Further analysis shows these beliefs about the nature of God correlate strongly to a respondent's opinions about political and moral issues, the researchers say. "If I know your type of God, I know all kinds of things about you, " says Paul Froese, another member of the research team and also an assistant professor of sociology.
Someone who believes in a distant God is not likely to be an activist. This person might think about God as a cosmic force who has power over the laws of nature, but does not see God as a being who acts in the world or who has clear opinions about man's activities or world events.
The believer in an authoritarian God is more likely to think that God is angry, highly involved in daily life and world affairs, responsible for global events, and capable of doling out punishment to the unfaithful.
Income and gender figure in as well, Froese says. "The higher your income, the less likely you are to think God is angry. The lower your income, the more likely you are to think God is angry." Meanwhile, women lean more toward a benevolent God while men are more likely to see an authoritarian and critical God.
"One of the most powerful things that the types of God predict are political and moral attitudes," Froese says. "For example, in our survey, only 18 percent of Americans overall think we should abolish the death penalty. However, people who believe in an authoritarian God are less likely to think we should abolish the death penalty while those who believe in a distant God are much more likely to think we should abolish the death penalty."
Help for congregations
Johnson hopes that ongoing religion surveys conducted by this research team will eventually offer help to congregations. "Many of us who do this kind of work publish articles in academic journals that are not accessible to the public, and here, with my colleagues, we have had some serious conversations about how can we begin to help congregations with this research."
The ability to conduct scholarly research within the framework of a Christian university, illustrated by 2012, Baylor's Vision, was one of the factors that made Baylor attractive to both Johnson and Stark.
"When you say, 'We're a Christian university and we want to be a top research university that's also profoundly Christian,' you've got my interest," Johnson says. "That vision was captivating -- the chance to be at a place that's serious about academics and wants to do better all the time but without losing its faith along the way."
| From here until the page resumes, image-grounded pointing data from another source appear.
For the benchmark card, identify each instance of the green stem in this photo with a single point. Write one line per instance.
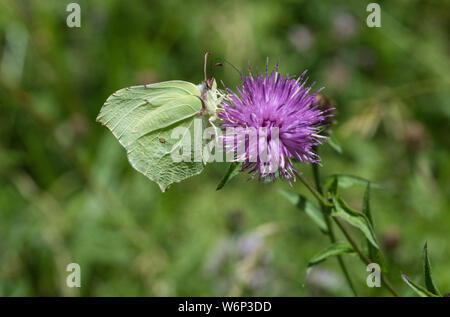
(330, 227)
(319, 195)
(313, 191)
(363, 257)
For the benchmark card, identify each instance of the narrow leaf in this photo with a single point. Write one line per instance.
(347, 181)
(419, 290)
(429, 283)
(337, 248)
(355, 218)
(232, 171)
(374, 254)
(312, 210)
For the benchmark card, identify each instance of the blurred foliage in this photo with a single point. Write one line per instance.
(68, 194)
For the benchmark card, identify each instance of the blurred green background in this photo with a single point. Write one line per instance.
(68, 194)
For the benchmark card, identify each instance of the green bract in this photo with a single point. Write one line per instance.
(143, 118)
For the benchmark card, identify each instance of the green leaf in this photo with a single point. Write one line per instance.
(332, 142)
(355, 218)
(374, 254)
(347, 181)
(337, 248)
(143, 118)
(429, 283)
(312, 210)
(419, 290)
(232, 171)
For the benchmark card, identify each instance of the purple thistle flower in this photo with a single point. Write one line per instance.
(284, 118)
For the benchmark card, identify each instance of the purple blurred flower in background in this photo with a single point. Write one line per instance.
(283, 112)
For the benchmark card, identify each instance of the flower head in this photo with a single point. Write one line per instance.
(271, 120)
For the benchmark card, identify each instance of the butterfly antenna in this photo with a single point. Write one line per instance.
(235, 68)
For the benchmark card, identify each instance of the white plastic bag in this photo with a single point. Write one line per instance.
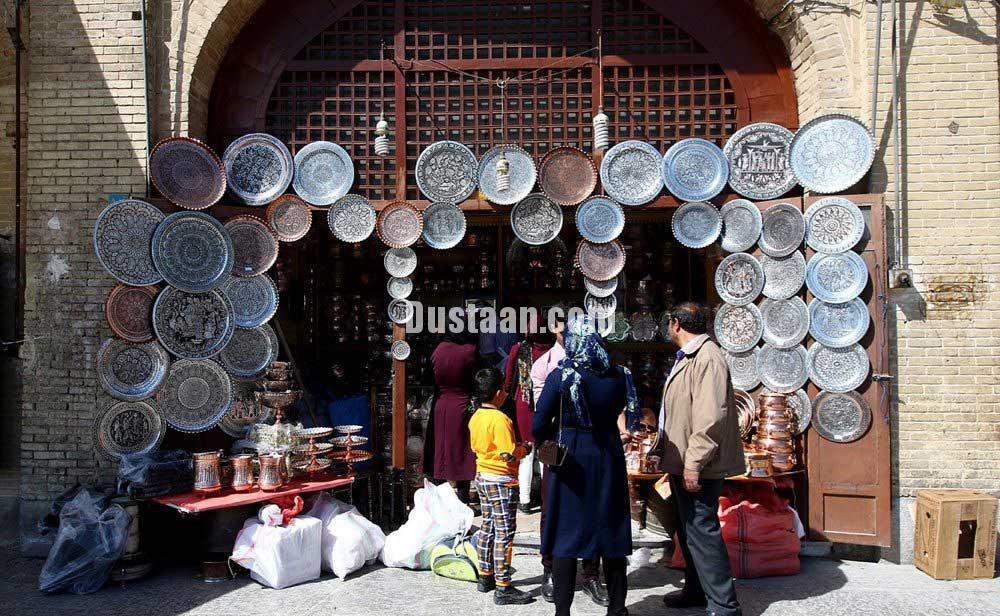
(280, 556)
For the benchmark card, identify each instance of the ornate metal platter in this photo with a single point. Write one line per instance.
(838, 325)
(834, 224)
(129, 311)
(695, 169)
(600, 220)
(696, 224)
(522, 174)
(741, 225)
(193, 325)
(197, 394)
(131, 371)
(630, 172)
(324, 172)
(351, 219)
(567, 175)
(758, 161)
(831, 153)
(836, 278)
(128, 427)
(786, 321)
(782, 231)
(447, 171)
(444, 225)
(255, 248)
(783, 276)
(783, 370)
(123, 240)
(738, 328)
(739, 279)
(250, 352)
(193, 251)
(187, 172)
(259, 168)
(841, 418)
(399, 224)
(600, 262)
(838, 370)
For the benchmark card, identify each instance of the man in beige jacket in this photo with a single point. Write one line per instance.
(702, 447)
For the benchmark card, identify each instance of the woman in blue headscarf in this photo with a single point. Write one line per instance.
(587, 497)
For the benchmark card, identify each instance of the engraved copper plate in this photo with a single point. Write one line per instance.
(600, 262)
(128, 427)
(399, 224)
(841, 418)
(193, 325)
(758, 161)
(123, 241)
(447, 171)
(129, 311)
(255, 248)
(739, 279)
(831, 153)
(196, 396)
(131, 371)
(567, 175)
(187, 172)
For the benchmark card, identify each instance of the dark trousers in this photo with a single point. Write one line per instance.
(707, 573)
(564, 584)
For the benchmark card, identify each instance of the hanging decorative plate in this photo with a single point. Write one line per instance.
(741, 225)
(600, 262)
(739, 279)
(567, 175)
(254, 300)
(250, 352)
(259, 168)
(838, 370)
(838, 325)
(783, 370)
(836, 278)
(695, 169)
(255, 249)
(833, 225)
(196, 396)
(131, 371)
(193, 325)
(400, 262)
(123, 240)
(786, 321)
(446, 171)
(128, 427)
(324, 172)
(630, 173)
(129, 311)
(351, 219)
(831, 153)
(758, 161)
(193, 251)
(187, 172)
(522, 174)
(782, 231)
(399, 224)
(696, 224)
(738, 328)
(600, 220)
(783, 276)
(444, 225)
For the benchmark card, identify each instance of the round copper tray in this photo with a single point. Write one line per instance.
(567, 175)
(129, 311)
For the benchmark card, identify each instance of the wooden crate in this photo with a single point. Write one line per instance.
(955, 535)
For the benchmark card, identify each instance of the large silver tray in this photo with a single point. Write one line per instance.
(694, 169)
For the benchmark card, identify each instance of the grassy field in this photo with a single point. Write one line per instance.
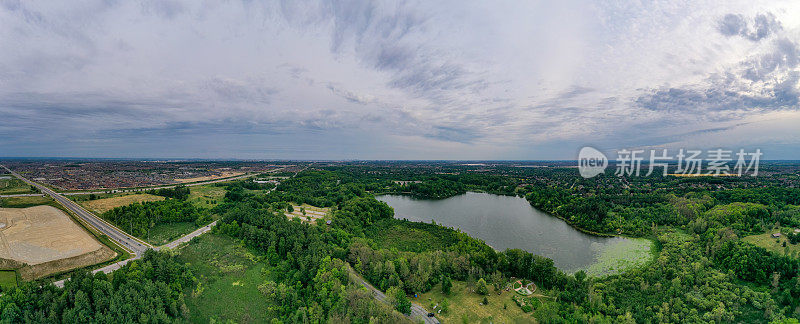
(99, 206)
(165, 233)
(206, 196)
(774, 244)
(10, 185)
(25, 202)
(465, 305)
(312, 214)
(8, 279)
(228, 276)
(621, 256)
(410, 236)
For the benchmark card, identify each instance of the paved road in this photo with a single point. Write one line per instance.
(128, 242)
(171, 245)
(417, 311)
(168, 186)
(188, 237)
(21, 195)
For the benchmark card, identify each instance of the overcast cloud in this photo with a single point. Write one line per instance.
(387, 80)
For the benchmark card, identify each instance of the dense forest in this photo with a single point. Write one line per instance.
(149, 290)
(703, 270)
(138, 218)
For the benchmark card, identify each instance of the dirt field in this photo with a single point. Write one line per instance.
(311, 213)
(47, 240)
(100, 206)
(225, 174)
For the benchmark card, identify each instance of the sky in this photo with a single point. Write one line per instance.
(462, 80)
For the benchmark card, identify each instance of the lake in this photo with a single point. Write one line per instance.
(511, 222)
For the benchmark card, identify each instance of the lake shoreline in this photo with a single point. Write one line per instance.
(511, 222)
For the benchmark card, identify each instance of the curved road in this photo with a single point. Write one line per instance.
(128, 242)
(137, 247)
(417, 312)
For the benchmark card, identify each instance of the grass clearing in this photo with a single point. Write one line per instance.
(11, 185)
(308, 213)
(410, 236)
(25, 202)
(621, 256)
(464, 304)
(228, 278)
(99, 206)
(8, 280)
(206, 196)
(165, 233)
(774, 245)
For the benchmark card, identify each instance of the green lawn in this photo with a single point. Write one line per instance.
(228, 275)
(8, 279)
(24, 202)
(165, 233)
(621, 256)
(464, 304)
(774, 244)
(13, 186)
(206, 196)
(410, 236)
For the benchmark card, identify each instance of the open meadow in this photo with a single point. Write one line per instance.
(47, 241)
(780, 245)
(99, 206)
(465, 305)
(206, 196)
(10, 185)
(228, 278)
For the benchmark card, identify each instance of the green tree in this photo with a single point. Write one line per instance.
(447, 284)
(399, 299)
(482, 289)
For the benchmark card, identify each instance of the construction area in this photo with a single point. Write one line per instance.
(307, 213)
(43, 240)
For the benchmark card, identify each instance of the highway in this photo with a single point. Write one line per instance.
(137, 247)
(171, 245)
(190, 184)
(417, 312)
(128, 242)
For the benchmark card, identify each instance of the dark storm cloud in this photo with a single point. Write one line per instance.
(763, 25)
(769, 81)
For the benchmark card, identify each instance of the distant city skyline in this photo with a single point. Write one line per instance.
(368, 80)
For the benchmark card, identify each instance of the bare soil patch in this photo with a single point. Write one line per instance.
(45, 240)
(100, 206)
(224, 174)
(311, 213)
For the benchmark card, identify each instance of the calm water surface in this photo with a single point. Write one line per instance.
(507, 222)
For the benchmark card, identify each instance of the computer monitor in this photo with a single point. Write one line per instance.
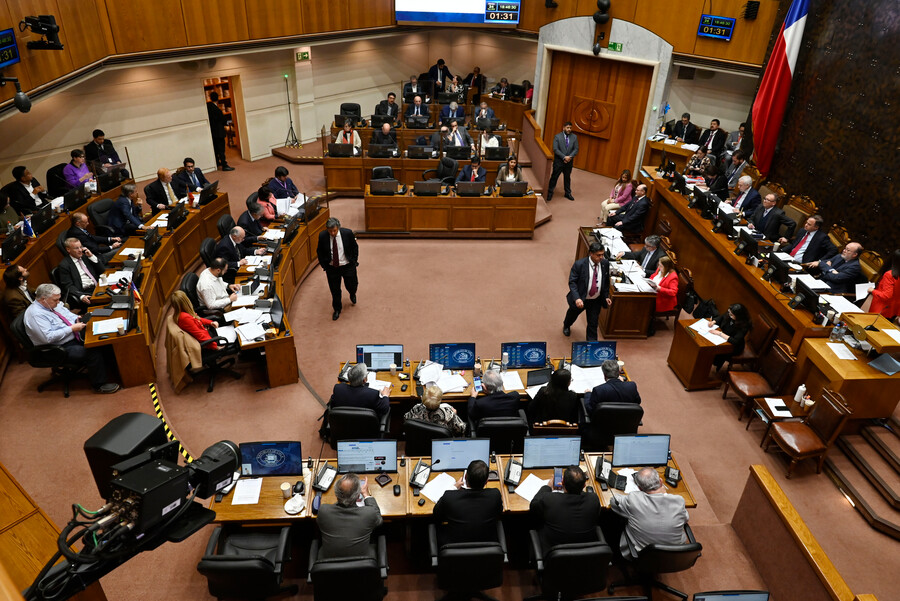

Johnson says he and the other researchers not only want to go to churches and give presentations about their research, but they want congregations to ask them questions. "We want to learn from them," he says. "That informs our work. We want people to see Baylor as an academic powerhouse, but we also want them to understand that Baylor is a place that's intentional about helping congregations."
The figures that have been released are only some of the results the survey yielded. Researchers are still going through a treasure trove of data and expect to report new findings in coming months. They are also planning for the second wave of the survey, which will go into the field in fall of 2007 with a variety of new questions. They intend to release a new religion survey every two years, says Johnson, using the first one as a benchmark.
"I have a feeling that in the future the Baylor survey will be very much anticipated on a national and international level. We have set a precedent. In two years, people will begin to ask, where's that Baylor religion survey?"